O visitante havia ali deixado em alvoroço todas as meninas descomprometidas e com idade para o namoro. Bom de conversa e de futebol, também se fez amigo da rapaziada costumeiramente avessa a invasões do território por machos do tipo alfa. Luiza, uma moreninha sapeca, sem proibições para o Coreto, ganhou o moço.

Transcorridos não mais do que três dias já as duas mães notavam o esgarçar daquela união de carne e unha. “Onde anda João Vitor?”, perguntou uma delas. E a outra: “Você brigou com Clarisse?”. Respostas evasivas, envergonhadas, em ambos os casos.

Cláudio se foi e deixou com Luiza o endereço, o telefone e a promessa do reencontro. As meninas todas sossegaram e a vida retomou o curso normal, tranquilo, pachorrento. A única novidade ficou por conta do desapego daqueles dois.

Uma noite, na praça, ele abandonou a roda de bate-papo ao perceber a aproximação da amiga. No baile seguinte, ela teve a companhia de Tonico. E não ficou sem troco: sozinha, dias depois, a caminho de casa, percebeu os amassos e beijos que em outra ele dava. O cretino, perversamente, havia escolhido para tamanho espetáculo aquele muro e a prima de Cláudio.
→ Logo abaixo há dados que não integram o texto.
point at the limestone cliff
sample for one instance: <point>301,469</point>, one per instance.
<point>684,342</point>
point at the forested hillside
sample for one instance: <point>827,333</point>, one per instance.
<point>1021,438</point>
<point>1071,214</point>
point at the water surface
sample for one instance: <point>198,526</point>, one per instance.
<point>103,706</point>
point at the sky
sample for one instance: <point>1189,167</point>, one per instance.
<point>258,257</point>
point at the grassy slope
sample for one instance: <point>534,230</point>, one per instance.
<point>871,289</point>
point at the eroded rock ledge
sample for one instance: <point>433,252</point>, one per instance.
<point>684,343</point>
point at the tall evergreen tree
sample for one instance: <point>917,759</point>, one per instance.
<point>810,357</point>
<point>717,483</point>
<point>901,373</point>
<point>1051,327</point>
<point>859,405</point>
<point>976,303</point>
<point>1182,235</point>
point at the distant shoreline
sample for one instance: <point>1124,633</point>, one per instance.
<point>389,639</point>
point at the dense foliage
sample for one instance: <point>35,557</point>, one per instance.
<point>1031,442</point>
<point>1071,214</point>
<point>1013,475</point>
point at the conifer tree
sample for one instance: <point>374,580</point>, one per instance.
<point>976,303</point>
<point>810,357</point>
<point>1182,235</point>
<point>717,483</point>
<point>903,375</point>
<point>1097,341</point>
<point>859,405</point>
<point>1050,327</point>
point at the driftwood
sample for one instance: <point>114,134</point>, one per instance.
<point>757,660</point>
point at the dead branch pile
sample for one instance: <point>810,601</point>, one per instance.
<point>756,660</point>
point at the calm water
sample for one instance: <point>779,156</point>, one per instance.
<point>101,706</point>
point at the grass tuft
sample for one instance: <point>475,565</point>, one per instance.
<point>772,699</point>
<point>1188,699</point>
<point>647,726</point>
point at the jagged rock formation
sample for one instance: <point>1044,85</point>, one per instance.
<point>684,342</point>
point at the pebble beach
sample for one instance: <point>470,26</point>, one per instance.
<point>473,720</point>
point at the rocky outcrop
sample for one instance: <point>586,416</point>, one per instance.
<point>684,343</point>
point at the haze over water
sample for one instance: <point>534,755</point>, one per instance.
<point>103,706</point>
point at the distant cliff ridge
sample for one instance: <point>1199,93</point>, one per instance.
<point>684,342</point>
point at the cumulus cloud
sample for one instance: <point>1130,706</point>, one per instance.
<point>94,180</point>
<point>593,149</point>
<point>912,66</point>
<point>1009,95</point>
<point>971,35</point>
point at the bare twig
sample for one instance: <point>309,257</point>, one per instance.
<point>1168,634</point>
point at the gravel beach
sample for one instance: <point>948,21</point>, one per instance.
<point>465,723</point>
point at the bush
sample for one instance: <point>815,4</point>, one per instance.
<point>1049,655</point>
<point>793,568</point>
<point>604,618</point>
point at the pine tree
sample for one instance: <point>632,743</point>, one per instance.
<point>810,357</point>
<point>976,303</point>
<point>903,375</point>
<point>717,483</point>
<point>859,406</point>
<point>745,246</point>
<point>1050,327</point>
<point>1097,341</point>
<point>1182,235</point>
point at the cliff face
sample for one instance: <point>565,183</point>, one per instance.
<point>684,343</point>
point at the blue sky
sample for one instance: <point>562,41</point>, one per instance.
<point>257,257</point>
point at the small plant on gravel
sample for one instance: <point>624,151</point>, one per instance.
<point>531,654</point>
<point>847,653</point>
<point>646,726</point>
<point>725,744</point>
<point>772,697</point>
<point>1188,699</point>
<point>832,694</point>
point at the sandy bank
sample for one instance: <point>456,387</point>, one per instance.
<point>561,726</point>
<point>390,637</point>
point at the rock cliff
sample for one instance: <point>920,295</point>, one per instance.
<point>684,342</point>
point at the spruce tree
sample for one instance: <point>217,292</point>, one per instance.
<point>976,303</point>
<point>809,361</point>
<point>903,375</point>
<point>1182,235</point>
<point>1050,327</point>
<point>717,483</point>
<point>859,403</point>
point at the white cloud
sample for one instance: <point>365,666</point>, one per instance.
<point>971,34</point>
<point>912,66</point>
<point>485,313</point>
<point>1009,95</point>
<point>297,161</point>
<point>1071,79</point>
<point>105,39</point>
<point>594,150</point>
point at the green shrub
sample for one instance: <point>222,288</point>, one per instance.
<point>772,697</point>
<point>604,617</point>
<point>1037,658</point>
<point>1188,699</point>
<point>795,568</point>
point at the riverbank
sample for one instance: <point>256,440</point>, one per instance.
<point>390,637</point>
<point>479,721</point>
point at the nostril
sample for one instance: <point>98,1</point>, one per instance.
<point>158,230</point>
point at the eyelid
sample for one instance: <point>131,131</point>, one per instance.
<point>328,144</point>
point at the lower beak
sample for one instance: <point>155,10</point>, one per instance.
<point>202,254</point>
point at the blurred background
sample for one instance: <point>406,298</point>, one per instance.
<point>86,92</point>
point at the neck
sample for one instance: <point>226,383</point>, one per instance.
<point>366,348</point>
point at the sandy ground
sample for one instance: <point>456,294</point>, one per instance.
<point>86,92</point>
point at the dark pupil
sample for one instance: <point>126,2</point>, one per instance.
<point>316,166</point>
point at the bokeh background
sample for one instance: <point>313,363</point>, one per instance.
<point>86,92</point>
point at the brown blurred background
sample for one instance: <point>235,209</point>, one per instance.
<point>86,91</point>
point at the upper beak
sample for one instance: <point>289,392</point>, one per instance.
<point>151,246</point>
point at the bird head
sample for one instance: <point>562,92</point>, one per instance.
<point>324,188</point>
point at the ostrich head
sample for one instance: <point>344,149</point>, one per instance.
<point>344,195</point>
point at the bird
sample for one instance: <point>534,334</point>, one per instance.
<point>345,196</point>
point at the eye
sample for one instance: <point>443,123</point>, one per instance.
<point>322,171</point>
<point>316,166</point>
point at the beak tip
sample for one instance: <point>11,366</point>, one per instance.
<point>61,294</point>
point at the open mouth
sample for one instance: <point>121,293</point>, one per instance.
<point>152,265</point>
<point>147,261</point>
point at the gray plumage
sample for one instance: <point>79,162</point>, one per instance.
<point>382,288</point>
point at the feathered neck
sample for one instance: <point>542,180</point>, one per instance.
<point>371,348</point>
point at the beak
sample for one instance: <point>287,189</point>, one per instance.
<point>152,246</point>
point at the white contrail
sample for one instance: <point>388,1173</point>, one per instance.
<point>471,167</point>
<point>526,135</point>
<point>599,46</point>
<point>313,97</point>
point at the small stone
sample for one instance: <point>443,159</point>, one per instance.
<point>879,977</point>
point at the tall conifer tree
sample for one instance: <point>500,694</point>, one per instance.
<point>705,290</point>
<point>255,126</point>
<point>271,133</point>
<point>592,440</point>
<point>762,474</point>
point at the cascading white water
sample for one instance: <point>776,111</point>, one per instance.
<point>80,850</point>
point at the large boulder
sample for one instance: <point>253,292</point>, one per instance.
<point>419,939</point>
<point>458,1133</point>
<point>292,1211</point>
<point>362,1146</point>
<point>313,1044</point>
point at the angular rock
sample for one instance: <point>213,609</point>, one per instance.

Os namoros sucessivos logo chegaram ao conhecimento dos pais com brigas nas duas casas. “Não criei filha para a libertinagem”, ela ouviu do seu. E não engoliu o choro, um pranto sem consolo, penoso, pesado.

A má fama, enquanto isso, afastava dele as meninas mais sérias e, de resto, o bom relacionamento familiar. “Quando você vai deixar de ser moleque e tomar jeito de homem?”, perguntou-lhe o juiz de direito de cujos cachos saiu, ao saber, também, da presença constante do filho nos bares. Cada repreensão doméstica era atribuída por um à existência do outro. E nunca mais se falaram.

Toda cidade, por menor que seja, dispõe de um bêbado com ares ou de filósofo, ou de poeta. O dali era dado ao deboche: “Quem disse que a paixão não liberta?”. Outras vezes, porém, compadecia-se daqueles dois e, nessas ocasiões, desafiava o resto do mundo: “Quem já não perdeu um amor por medo de perder uma grande amizade?”. Quanto a mim, prefiro calar. E vocês?